Thursday, April 14, 2016

CHINA HALTS EXPORT SUBSIDY PROGRAM

China Halts Export-Subsidy Program After U.S. Challenge

Complaint is one of many U.S. filed with the WTO against Chinese trade practices


China ended an export-subsidy program after the U.S. challenged it at the World Trade Organization. Above, containers at a port in Lianyungang, Jiangsu Province, China. ENLARGE
China ended an export-subsidy program after the U.S. challenged it at the World Trade Organization. Above, containers at a port in Lianyungang, Jiangsu Province, China. Photo: Reuters
China ended an incentive program that effectively subsidized exports from small firms, a year after the U.S. challenged it at the World Trade Organization, U.S. officials said.
The subsidy program benefited seven industries, including textiles and seafood, by giving companies a small but crucial advantage in exports, contrary to the rules of the WTO, U.S. officials said.
U.S. officials have estimated that particular program amounted to around $1 billion over three years—a drop in the bucket compared with overall Chinese exports to the U.S., which totaled $482 billion last year.
American firms say Beijing effectively subsidizes billions more in exports through its support for state-controlled behemoths that ship low-cost products around the world, threatening rivals in the U.S. and other countries.
The Obama administration has sought to boost enforcement of alleged trade violations in part to rally support for new trade agreements, including the embattled Trans-Pacific Partnership, concluded last year with Japan and 10 other countries around the Pacific, but not China. Approval of the pact is now effectively stalled in Congress.
The administration has brought 20 cases at the WTO, with 11 targeting Beijing’s practices. Many of the cases involve deep investigations of Beijing’s trade-related policies, often not publicly disclosed. Still, politicians critical of President Barack Obama’s policy say the WTO cases often provide relief that is too little or too late.
The WTO settlement announced Thursday ends a program that aided small exporters through “common-service platforms” at nearly 200 “demonstration bases” throughout China.
U.S. Trade Representative Mike Froman, flanked by House Democrats, praised the settlement as a victory for American companies, workers and farmers.
“This is a win for Americans employed in seven diverse sectors,” Mr.

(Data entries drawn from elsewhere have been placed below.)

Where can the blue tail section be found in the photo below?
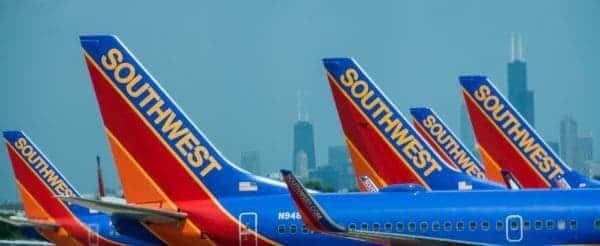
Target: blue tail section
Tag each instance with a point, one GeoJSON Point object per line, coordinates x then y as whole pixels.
{"type": "Point", "coordinates": [394, 129]}
{"type": "Point", "coordinates": [523, 138]}
{"type": "Point", "coordinates": [449, 145]}
{"type": "Point", "coordinates": [116, 71]}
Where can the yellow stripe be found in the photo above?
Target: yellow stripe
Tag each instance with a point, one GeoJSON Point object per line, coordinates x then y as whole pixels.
{"type": "Point", "coordinates": [186, 168]}
{"type": "Point", "coordinates": [380, 134]}
{"type": "Point", "coordinates": [376, 176]}
{"type": "Point", "coordinates": [505, 137]}
{"type": "Point", "coordinates": [61, 202]}
{"type": "Point", "coordinates": [152, 182]}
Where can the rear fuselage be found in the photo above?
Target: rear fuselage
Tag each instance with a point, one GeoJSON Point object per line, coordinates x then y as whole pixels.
{"type": "Point", "coordinates": [491, 217]}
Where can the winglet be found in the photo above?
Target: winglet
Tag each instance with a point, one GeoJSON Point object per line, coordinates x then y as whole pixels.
{"type": "Point", "coordinates": [312, 214]}
{"type": "Point", "coordinates": [510, 180]}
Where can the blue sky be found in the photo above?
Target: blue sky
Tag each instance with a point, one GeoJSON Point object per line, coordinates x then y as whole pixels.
{"type": "Point", "coordinates": [235, 66]}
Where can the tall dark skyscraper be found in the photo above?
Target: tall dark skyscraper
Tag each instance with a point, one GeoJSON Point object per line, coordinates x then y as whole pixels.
{"type": "Point", "coordinates": [518, 94]}
{"type": "Point", "coordinates": [303, 155]}
{"type": "Point", "coordinates": [466, 133]}
{"type": "Point", "coordinates": [568, 141]}
{"type": "Point", "coordinates": [250, 161]}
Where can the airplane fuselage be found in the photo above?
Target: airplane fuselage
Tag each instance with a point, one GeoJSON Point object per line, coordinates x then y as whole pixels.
{"type": "Point", "coordinates": [489, 217]}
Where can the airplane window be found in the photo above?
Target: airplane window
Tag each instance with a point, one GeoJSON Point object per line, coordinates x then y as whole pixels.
{"type": "Point", "coordinates": [424, 226]}
{"type": "Point", "coordinates": [514, 225]}
{"type": "Point", "coordinates": [352, 227]}
{"type": "Point", "coordinates": [375, 226]}
{"type": "Point", "coordinates": [561, 225]}
{"type": "Point", "coordinates": [572, 225]}
{"type": "Point", "coordinates": [447, 226]}
{"type": "Point", "coordinates": [364, 227]}
{"type": "Point", "coordinates": [485, 225]}
{"type": "Point", "coordinates": [597, 224]}
{"type": "Point", "coordinates": [412, 226]}
{"type": "Point", "coordinates": [399, 226]}
{"type": "Point", "coordinates": [499, 225]}
{"type": "Point", "coordinates": [388, 227]}
{"type": "Point", "coordinates": [550, 224]}
{"type": "Point", "coordinates": [472, 225]}
{"type": "Point", "coordinates": [538, 224]}
{"type": "Point", "coordinates": [435, 226]}
{"type": "Point", "coordinates": [527, 225]}
{"type": "Point", "coordinates": [460, 226]}
{"type": "Point", "coordinates": [304, 229]}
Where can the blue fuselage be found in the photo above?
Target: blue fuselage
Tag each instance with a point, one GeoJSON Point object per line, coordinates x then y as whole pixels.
{"type": "Point", "coordinates": [488, 217]}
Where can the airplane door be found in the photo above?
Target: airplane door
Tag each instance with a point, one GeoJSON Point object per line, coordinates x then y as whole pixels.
{"type": "Point", "coordinates": [93, 234]}
{"type": "Point", "coordinates": [514, 228]}
{"type": "Point", "coordinates": [247, 229]}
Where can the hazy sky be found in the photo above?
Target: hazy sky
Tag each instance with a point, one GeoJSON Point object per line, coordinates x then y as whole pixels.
{"type": "Point", "coordinates": [235, 67]}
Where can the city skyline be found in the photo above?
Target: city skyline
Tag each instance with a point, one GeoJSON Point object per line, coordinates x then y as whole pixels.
{"type": "Point", "coordinates": [238, 80]}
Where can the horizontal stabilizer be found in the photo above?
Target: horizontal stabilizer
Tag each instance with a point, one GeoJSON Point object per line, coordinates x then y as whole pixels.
{"type": "Point", "coordinates": [312, 214]}
{"type": "Point", "coordinates": [24, 222]}
{"type": "Point", "coordinates": [140, 213]}
{"type": "Point", "coordinates": [511, 181]}
{"type": "Point", "coordinates": [317, 219]}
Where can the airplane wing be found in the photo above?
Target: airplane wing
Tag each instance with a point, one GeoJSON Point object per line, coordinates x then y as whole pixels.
{"type": "Point", "coordinates": [317, 220]}
{"type": "Point", "coordinates": [24, 222]}
{"type": "Point", "coordinates": [140, 213]}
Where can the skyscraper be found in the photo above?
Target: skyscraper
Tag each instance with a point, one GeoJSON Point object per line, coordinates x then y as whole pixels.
{"type": "Point", "coordinates": [250, 161]}
{"type": "Point", "coordinates": [304, 147]}
{"type": "Point", "coordinates": [585, 149]}
{"type": "Point", "coordinates": [568, 141]}
{"type": "Point", "coordinates": [518, 94]}
{"type": "Point", "coordinates": [338, 156]}
{"type": "Point", "coordinates": [466, 133]}
{"type": "Point", "coordinates": [554, 146]}
{"type": "Point", "coordinates": [303, 155]}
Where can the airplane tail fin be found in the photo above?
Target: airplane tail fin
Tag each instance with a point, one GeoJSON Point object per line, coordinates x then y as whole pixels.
{"type": "Point", "coordinates": [382, 143]}
{"type": "Point", "coordinates": [448, 146]}
{"type": "Point", "coordinates": [38, 180]}
{"type": "Point", "coordinates": [508, 139]}
{"type": "Point", "coordinates": [151, 136]}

Froman said. “It also demonstrates the resolve with which we will enforce the high standards negotiated in the Trans-Pacific Partnership.”
Rep. Sander Levin of Michigan, the top Democrat on the House committee that oversees trade, said the settlement “reinforces the critical need to take action on all fronts against China’s predatory actions, which cause major job losses and serious damage to the American economy.”
U.S. officials have said that, while it is difficult to quantify the subsidies involved in the case, China apparently provided around $1 billion over three years to the suppliers that gave discounted or free services to Chinese companies through the common-service platforms, including to exporters located in the demonstration bases.
Republican presidential front-runner Donald Trump has singled out China in his broader criticisms of U.S. trade policy, saying Beijing regularly dodges its international obligations and the Obama administration doesn’t hold the second-biggest economy to account.
China’s Commerce Ministry and the Chinese Embassy in Washington didn’t immediately comment on the announcement.
The incentive program forms only a part of a vast array of subsidies given to Chinese companies and exporters. Among those are billions of dollars annually worth of subsidized land and electricity as well as cash grants from local governments.
The settlement, however, appeared to show Beijing taking a step to ease trade tensions that were on display this week in Washington as steel companies and unions protested China’s alleged dumping of metal at artificially low prices.
Mr. Froman said the U.S. was prepared to consider “serious trade responses” beyond the specific antidumping cases it has approved if China doesn’t address the issue.
“We can’t just keep filing trade cases and assume that China will behave,” said Leo Gerard, president of the United Steelworkers union, in an interview. “They’re exporting steel, and they’re exporting unemployment.”